Transmission spectroscopy has greatly advanced the study of exoplanet atmospheres, but stellar surface heterogeneities can contaminate transit spectra. Characterising how stellar spectra vary across the stellar disc is therefore essential to disentangle stellar and planetary contributions. Transit observations can probe the local stellar spectra along the planet's transit chord. We study centre-to-limb variations of line profiles across the surface of HD 189733 using the ESPRESSO spectrograph. Building on previous work, we assess the feasibility of applying the Doppler shadow technique with ESPRESSO and compare the results with solar observations and numerical simulations. We analyse spectra obtained during two transits of HD 189733 b. Each spectrum was cross-correlated with two masks of selected Fe I lines, producing four sets of cross-correlation functions (CCFs). Using a Doppler shadow methodology, we retrieved local stellar profiles along the transit chord. These were compared with previous studies, with disc-resolved solar spectra from IAG ATLAS and with transit simulations generated using SOAPv4 and synthetic spectra from Turbospectrum based on MARCS stellar atmosphere models under LTE and NLTE conditions. For three Fe I CCF sets we detect a statistically significant increase in line depth from stellar limb to centre, consistent with Turbospectrum predictions, although solar data show a weaker gradient.
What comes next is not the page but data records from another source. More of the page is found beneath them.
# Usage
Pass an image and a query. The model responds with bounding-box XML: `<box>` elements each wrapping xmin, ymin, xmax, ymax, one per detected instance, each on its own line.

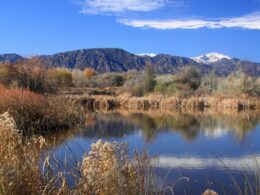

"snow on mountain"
<box><xmin>137</xmin><ymin>53</ymin><xmax>157</xmax><ymax>58</ymax></box>
<box><xmin>192</xmin><ymin>53</ymin><xmax>231</xmax><ymax>64</ymax></box>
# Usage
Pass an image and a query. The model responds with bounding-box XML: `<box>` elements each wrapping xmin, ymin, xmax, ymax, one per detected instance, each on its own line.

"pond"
<box><xmin>43</xmin><ymin>110</ymin><xmax>260</xmax><ymax>194</ymax></box>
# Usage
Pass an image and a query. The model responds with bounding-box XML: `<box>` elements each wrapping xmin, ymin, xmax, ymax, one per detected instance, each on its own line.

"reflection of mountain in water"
<box><xmin>83</xmin><ymin>113</ymin><xmax>138</xmax><ymax>138</ymax></box>
<box><xmin>83</xmin><ymin>112</ymin><xmax>260</xmax><ymax>141</ymax></box>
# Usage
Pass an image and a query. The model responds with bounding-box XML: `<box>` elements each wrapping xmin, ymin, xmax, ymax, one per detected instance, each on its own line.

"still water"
<box><xmin>47</xmin><ymin>111</ymin><xmax>260</xmax><ymax>194</ymax></box>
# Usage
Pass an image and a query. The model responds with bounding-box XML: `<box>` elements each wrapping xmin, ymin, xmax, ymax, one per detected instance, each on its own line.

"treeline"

For one CCF set we also find that line widths decrease from limb to centre, consistent with solar observations but not reproduced by the simulations. These results demonstrate the capability of ESPRESSO to measure centre-to-limb variations of spectral line profiles on other stars. While the local CCF profiles of HD 189733 agree with solar data, discrepancies in line widths suggest that additional physical processes are required to reproduce the observed profiles.

Figures (17)

• Figure 1: Airmass variation and S/N of an ESPRESSO spectral order covering wavelengths from 567.76 nm to 576.42 nm, chosen as a midpoint in the selected FeI spectral lines, as a function of the orbital phase of HD 189733 b. Blue points correspond to observations from 11 August 2021, and red points to those from 31 August 2021. The darker shaded region marks the phases where the planet is fully in transit, with lighter shading indicating the ingress and egress phases.
• Figure 2: Comparison of the same section of the spectra (normalised to continuum) before (top) and after telluric correction with Molecfit (bottom). The colour bar represents the orbital phases of the corresponding spectra. The telluric lines can be seen varying in depth due to changes in airmass before the correction.
• Figure 3: Spectral line positions of FeI lines taken from Dravins_2018 with one example spectrum (uncorrected for tellurics). Top: Example spectrum shown in grey. Middle: Wavelength positions of the weak FeI lines shown as red vertical lines. Bottom: Wavelength positions of the strong FeI lines, shown as green vertical lines.
• Figure 4: Schematic of the Doppler shadow method for the system HD 189733 b.
• Figure 5: Radial velocities of the strong FeI CCFs for the 11 of August 2021. The shaded area represents the time of transit, with the lighter sections representing the ingress and egress of the transit. The dots in red represent the in-transit observations, while blue represent out-of-transit observations. The blue line represents the linear fit to the motion of the star around its system's barycentre.